Quite true, there are other ways of connecting, such as perfect shuffle,
or its topological equivalents.
>
>By having a single linear bus with CPUs and Memory distributed along it
>in sections which can either be connected to the segments on either side
>of it or not, the implementation aspect becomes much more tractable.  One
>obvious result of this is that the scheduler must become much smarter;
>assigning tightly-coupled tasks to physically proximate CPUs.
> 
I have been working on a similar system (not here, but for my PhD
at The University of Sydney) and it is possible, there are some
problems (of course :-) If you are careful the bus can be
reduced to a single combinatorial circuit which is really nice.

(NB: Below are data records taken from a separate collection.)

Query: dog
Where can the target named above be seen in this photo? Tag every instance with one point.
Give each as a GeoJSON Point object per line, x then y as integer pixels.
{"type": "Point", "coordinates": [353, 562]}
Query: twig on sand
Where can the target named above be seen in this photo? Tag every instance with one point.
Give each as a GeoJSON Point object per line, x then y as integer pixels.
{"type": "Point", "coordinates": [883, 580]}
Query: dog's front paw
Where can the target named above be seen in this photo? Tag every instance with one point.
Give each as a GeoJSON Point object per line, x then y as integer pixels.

>Rather than having single on/off switches to connect segments of busses,
>perhaps a dedicated limited-function CPU could also straddle the boundaries
>and serve as a message-transmitter/receiver across otherwise disconnected
>segments of the bus.  It would grab bus cycles during dead time of the
>main CPUs.  In this way, any CPU could talk with any other CPU, and the
>only penalty would be longer latency for physiclly disparate boxes.

In this case, why not try to improve the own/release times for the bus, so
that a CPU can talk to others by just grabbing the required segment(s) of
the bus.
If you are talking about having this limited function CPU do store and
forward then you end up with either "async cycles" which raises all the
problems with store and forward networks, acknowlegments, lost signals,
etc, etc, etc (see networking texts for a good list of these problems)
or with long (and I mean long) delays in completing a cycle.
In any case, you will want to eventually just make these interconnect
CPUs as powerful as the real CPU (why waste that board/system space, "we
can just run a small async job" is usually the first argument that will
be raised) and eventually you will end up with either the transputer
array/hypercube (only CPUs talking) or (and this one IS interesting)
a network of nodes (maybe hypercubed), but with each node being similar
in design to a Sequent type multi CPU backplaned machine.
>
>Any Master's candidates looking for a research topic???
>
>Jon P
>panek@hp-and.HP.COM
----
DISCLAIMER: this article concerns work that I have done at The
University of Sydney, Australia. It does NOT refer to any work
that I am doing at MIPS, and should not be taken as an indication
that MIPS is either involved, or not involved, in this area.
(I just wanted to make this clear).  Rex.
-- 
Rex di Bona		Penguin Lust is NOT immoral!
rex@mips.com		apply STD disclaimers here.